Personal information
- Full name: Amanda Zarine Woodcroft
- Born: 9 October 1993 (age 32) Kitchener, Ontario
- Height: 160 cm (5 ft 3 in)
- Weight: 50 kg (110 lb)

Sport
- Sport: Field hockey
- Position: Midfield

National team
- Years: Team / Caps / Goals
- 2010–2014: Canada Indoor / 15 / (9)
- 2011–: Canada / 127 / (8)

Medal record
Representing Canada
Women's field hockey
Pan American Games
| Silver medal – second place | 2019 Lima | Team |
| Bronze medal – third place | 2015 Toronto | Team |
Pan American Cup
| Bronze medal – third place | 2013 Mendoza |  |
| Bronze medal – third place | 2022 Santiago |  |
Women's indoor hockey
Indoor Pan American Cup
| Gold medal – first place | 2014 Montevideo |  |

= Amanda Woodcroft =

Uruguayan field and indoor hockey player

Amanda Zarine Woodcroft (born 9 October 1993) is an indoor and field hockey player from Canada.

==Personal life==
Amanda Woodcroft was born in Kitchener, Ontario, and grew up in the neighbouring city of Waterloo.

Woodcroft has a younger sister, Nicole, who also represents Canada in field hockey.

==Career==
===Indoor hockey===
In 2010, Woodcroft made her debut for the Canadian indoor team at the Indoor Pan American Cup in Barquisimeto.

She represented the team again in 2014 in a number of tournaments.
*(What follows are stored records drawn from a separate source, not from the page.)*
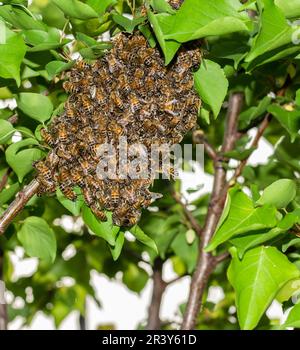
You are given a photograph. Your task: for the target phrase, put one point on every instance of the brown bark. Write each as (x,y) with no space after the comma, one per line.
(159,286)
(18,204)
(3,307)
(206,262)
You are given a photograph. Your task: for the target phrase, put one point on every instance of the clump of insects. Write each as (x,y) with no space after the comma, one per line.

Most notably, Woodcroft was awarded Player of the Tournament at the Indoor Pan American Cup in Montevideo where she also won a gold medal.

===Field hockey===
====Under 21====
After appearances with the senior national team, Woodcroft represented the Canada U–21 side at the 2013 FIH Junior World Cup in Mönchengladbach.

====Senior national team====
Woodcroft made her debut for the senior national team in 2011.

Following her debut, Woodcroft has gone on to represent the Canadian team at a number of tournaments and amassed over 100 caps.

She has medalled with the national team a number of times, winning silver at the 2018–19 FIH Series Finals in Valencia and the 2019 Pan American Games in Lima. In addition, she has won bronze at the 2013 Pan American Cup in Mendoza and the 2015 Pan American Games in Toronto.

In 2018, she was a member of the national team at the 2018 Commonwealth Games on the Gold Coast.